It sounds like a good move as long as you don't add too many elbows and other restrictions.

Make sure you have a check valve immediately above the pump to avoid short-circuiting (trying to pump out the line water that drains back).

spartan1979 01-28-2007 07:29 AM

It would probably be a straight shot between the floor joists to the back of the house. No more bends than there currently are. Just about 30 feet of horizontal pipe added.

I already have a check valve in place.


glennjanie 01-29-2007 11:31 AM

Hello Spartan:
The sump pump should discharge into the house drain through an indirect connection.
There should be a trap and stand pipe that empties into the sewer and the discharge from the sump pump should empty into the stand pipe without being glued or screwed to it; like a washing machine does.
With the sump pump properly connected there would not be a problem with the water outside.

mudmixer 01-29-2007 12:59 PM

Discharging from a sump into a city sanitary sewer is not allowed in most areas. - Try to sell the house and it will be an automatic red flag.


glennjanie 01-29-2007 01:21 PM

Hello Dick:
Hmmm that's strange because, in Kentucky, it is required and I know it is in several other states too.

CraigFL 01-29-2007 02:16 PM

I've lived in places where it is allowed and places where it isn't.

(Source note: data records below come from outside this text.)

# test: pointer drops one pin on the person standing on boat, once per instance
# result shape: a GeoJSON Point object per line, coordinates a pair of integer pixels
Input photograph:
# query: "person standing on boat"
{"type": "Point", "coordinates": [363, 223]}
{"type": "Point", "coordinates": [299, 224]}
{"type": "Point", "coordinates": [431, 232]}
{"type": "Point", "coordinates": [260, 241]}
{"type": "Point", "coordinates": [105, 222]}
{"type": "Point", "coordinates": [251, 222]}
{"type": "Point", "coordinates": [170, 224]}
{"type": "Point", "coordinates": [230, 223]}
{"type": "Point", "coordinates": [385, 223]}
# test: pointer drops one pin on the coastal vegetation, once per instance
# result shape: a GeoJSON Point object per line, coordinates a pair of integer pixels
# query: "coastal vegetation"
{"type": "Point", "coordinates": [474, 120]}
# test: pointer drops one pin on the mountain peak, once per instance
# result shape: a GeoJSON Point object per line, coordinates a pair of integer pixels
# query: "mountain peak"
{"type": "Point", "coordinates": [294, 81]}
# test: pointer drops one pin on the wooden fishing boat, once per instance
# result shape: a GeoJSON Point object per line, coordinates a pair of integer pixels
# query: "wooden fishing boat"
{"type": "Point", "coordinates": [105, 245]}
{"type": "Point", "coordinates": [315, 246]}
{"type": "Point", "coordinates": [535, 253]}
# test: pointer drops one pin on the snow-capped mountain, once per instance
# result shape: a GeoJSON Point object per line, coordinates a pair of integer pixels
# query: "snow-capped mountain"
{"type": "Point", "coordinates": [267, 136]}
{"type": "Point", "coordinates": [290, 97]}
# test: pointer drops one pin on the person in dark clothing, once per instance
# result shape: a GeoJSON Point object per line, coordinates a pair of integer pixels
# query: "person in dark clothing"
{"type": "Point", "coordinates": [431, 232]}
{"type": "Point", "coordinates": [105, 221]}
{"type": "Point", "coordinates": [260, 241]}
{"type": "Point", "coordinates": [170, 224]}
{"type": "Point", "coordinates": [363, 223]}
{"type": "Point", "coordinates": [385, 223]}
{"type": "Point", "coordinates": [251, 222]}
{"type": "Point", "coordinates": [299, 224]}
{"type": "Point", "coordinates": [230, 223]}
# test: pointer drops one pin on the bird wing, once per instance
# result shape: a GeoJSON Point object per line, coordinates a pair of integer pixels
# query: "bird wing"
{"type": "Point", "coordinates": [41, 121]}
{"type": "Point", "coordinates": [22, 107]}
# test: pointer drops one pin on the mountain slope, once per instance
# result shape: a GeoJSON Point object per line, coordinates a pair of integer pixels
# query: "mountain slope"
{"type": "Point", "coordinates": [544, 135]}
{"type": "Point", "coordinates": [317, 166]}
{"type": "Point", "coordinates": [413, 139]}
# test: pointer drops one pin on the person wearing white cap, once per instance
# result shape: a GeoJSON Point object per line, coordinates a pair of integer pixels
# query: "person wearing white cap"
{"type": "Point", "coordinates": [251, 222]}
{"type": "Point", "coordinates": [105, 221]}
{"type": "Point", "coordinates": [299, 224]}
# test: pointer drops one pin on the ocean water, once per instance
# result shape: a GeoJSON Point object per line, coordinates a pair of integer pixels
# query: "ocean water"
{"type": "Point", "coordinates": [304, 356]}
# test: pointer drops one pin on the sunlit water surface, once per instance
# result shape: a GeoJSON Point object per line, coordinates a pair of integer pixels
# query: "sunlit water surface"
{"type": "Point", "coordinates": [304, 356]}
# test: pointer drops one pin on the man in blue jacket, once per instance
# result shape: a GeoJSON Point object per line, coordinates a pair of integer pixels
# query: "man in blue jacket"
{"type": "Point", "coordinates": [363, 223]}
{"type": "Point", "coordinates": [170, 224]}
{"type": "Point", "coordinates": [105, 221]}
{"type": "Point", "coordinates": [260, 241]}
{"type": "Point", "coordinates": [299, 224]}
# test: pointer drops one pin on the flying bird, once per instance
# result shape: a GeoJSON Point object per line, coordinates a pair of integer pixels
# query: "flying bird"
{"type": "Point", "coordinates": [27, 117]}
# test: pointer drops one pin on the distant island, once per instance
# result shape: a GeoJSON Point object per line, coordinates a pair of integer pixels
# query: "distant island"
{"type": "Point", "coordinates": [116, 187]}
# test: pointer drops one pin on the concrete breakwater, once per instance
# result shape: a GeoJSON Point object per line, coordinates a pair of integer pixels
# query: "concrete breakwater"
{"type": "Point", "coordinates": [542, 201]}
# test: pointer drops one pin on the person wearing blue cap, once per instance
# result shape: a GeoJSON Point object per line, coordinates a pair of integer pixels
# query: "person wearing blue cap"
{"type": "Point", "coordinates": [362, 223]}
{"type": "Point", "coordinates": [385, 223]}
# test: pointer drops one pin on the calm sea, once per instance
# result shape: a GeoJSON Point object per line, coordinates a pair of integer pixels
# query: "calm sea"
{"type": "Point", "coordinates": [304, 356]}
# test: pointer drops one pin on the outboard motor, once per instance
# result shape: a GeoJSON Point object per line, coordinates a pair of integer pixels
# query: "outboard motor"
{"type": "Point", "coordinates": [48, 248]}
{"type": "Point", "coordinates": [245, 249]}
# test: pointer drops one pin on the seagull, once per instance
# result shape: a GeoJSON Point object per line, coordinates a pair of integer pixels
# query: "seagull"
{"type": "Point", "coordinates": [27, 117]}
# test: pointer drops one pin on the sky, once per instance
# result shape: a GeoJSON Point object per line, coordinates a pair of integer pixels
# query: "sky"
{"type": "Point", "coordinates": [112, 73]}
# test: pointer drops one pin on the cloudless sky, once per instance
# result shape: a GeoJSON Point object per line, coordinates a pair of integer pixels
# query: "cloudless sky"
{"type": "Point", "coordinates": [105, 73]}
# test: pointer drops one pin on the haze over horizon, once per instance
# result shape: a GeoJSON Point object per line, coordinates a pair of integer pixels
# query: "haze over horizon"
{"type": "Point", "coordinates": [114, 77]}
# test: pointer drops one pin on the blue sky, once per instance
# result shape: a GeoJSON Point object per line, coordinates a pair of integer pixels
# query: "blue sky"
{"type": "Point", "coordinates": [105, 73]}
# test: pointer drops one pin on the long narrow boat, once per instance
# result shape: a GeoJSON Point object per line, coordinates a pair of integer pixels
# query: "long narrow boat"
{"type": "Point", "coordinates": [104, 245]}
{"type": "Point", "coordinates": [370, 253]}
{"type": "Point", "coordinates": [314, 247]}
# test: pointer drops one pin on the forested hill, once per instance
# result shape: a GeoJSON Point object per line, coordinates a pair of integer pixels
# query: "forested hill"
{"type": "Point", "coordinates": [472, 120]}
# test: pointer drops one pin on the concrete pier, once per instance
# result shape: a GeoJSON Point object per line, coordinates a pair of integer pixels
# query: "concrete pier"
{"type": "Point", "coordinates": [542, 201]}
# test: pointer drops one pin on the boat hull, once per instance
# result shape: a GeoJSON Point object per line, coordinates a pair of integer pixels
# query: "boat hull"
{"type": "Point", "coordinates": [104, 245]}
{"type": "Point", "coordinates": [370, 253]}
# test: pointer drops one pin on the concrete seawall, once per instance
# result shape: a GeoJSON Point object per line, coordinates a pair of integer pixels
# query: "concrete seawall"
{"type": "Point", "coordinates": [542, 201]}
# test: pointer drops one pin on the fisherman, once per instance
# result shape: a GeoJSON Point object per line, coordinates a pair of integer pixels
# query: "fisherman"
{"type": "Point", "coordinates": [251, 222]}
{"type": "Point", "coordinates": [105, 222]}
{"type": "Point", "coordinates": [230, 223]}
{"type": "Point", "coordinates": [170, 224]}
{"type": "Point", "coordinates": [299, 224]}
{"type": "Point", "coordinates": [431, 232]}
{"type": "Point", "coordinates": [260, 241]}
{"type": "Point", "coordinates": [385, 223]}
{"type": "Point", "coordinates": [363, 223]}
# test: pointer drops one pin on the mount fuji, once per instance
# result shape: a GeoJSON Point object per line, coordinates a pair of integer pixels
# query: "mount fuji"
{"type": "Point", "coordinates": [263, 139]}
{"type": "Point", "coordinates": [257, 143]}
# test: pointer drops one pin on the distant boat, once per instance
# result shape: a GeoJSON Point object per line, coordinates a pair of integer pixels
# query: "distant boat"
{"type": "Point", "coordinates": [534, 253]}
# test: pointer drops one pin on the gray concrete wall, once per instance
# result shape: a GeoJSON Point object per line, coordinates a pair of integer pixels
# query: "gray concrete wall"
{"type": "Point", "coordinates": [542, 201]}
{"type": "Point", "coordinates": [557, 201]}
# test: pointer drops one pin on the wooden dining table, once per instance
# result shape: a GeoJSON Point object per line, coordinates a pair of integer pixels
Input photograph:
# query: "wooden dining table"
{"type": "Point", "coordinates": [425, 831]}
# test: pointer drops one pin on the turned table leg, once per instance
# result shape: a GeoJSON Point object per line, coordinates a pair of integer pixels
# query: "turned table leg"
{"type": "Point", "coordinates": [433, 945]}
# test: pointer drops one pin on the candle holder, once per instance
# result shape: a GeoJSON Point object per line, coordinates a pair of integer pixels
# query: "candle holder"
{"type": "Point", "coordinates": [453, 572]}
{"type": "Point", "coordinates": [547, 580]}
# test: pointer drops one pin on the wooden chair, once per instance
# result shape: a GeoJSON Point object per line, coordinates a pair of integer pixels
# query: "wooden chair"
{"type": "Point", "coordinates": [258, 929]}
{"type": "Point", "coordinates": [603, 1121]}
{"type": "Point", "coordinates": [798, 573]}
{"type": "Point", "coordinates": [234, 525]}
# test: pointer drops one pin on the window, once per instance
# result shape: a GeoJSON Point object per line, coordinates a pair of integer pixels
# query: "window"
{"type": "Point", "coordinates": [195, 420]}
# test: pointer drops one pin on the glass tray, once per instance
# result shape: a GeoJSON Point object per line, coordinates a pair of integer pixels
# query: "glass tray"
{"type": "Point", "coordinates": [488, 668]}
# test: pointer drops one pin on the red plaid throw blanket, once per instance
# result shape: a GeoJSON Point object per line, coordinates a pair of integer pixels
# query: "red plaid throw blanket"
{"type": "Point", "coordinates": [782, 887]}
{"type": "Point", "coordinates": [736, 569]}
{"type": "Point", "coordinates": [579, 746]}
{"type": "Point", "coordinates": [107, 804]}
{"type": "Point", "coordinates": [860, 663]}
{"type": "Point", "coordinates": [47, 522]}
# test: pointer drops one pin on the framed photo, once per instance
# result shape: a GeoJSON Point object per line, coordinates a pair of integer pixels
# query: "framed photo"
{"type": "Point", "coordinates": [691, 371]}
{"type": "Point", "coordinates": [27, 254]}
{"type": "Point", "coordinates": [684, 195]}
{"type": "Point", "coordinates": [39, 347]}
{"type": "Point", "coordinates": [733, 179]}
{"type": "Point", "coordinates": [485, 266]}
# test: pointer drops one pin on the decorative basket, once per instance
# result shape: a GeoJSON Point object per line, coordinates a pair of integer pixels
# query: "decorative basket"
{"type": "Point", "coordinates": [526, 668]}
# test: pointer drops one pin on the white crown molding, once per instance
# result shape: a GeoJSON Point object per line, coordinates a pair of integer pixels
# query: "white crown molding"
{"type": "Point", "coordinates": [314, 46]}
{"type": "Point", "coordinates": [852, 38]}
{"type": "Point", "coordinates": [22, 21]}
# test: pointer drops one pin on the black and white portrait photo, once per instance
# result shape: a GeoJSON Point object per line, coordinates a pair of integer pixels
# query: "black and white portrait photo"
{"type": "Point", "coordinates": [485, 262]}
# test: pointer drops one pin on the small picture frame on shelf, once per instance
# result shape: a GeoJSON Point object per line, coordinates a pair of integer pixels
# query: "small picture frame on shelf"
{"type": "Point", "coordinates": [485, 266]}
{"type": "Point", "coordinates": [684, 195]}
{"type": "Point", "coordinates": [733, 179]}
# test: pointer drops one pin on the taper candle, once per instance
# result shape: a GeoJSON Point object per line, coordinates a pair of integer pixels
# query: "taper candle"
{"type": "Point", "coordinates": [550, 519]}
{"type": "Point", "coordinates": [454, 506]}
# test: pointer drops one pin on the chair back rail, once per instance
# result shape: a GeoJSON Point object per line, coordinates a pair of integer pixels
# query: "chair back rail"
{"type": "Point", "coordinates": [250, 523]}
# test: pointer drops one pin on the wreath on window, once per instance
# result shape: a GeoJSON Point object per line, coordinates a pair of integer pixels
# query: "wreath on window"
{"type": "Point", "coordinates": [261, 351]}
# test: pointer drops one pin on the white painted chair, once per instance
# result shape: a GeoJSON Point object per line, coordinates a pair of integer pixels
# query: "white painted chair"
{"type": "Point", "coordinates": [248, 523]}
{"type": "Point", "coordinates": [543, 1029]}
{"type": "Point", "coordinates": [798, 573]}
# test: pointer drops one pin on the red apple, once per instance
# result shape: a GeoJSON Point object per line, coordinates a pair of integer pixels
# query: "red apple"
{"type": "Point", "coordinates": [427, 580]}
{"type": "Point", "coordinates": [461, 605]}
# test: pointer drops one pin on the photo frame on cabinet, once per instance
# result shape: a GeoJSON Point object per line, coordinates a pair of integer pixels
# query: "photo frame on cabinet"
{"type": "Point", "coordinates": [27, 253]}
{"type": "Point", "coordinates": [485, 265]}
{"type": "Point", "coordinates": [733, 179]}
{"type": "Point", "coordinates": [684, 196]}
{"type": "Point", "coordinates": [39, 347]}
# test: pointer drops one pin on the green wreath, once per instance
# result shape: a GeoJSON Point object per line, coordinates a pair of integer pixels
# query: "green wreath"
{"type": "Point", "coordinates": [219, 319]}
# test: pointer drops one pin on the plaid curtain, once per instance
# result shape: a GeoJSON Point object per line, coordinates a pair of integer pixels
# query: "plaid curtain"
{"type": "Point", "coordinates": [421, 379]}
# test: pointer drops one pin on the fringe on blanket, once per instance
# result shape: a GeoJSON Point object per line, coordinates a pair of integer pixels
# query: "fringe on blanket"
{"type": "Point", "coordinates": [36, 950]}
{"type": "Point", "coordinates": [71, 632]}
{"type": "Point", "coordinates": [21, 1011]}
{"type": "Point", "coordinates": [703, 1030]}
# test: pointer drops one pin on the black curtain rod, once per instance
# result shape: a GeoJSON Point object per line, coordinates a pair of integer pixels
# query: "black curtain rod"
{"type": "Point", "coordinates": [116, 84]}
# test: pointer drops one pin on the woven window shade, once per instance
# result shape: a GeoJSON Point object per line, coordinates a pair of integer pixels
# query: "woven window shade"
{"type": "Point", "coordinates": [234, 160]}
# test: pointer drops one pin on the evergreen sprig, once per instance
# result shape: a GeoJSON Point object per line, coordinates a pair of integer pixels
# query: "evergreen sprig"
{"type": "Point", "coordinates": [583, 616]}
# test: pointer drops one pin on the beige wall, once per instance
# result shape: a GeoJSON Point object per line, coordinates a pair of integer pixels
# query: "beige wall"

I's best to check the local codes.

mudmixer 01-29-2007 03:39 PM

Many cities have old fashioned combined sewers and have severe problems becuase storm and ground water is requireing huge expenditures in capacity expansion just to treat storm-related water. This expansion pumps up the utility bills where sewerage is related to water purchases, so people end up with out of line water/utility bills. The old timers were not too smart!!!

Where possible, the separation of the sewers is being done despite the high construction cost since it is cheaper than new treatment plants.

What it boils down to is either banning storm related water from going to the treatment plants or pay the higher cost of building new plants and paying more for treatment because of storm water.

Some cities have been able to put off new sewage plant construction for 10 or 20 years by separating storm-related water from sewerage and reduced operation costs and utility bills.

Some progressive countries like India now separate sanitary water(sewage) from gray water(sinks) by having two separate systems in the house in an the ground.

Kerrylib 01-29-2007 05:00 PM

Locally here sump pumps are not allowed to discharge into the sanitary sewer. (Arvada, CO)

asbestos 02-01-2007 02:05 AM

a Google reveals that many places have instituted rules against having it in the sanitary sewer system.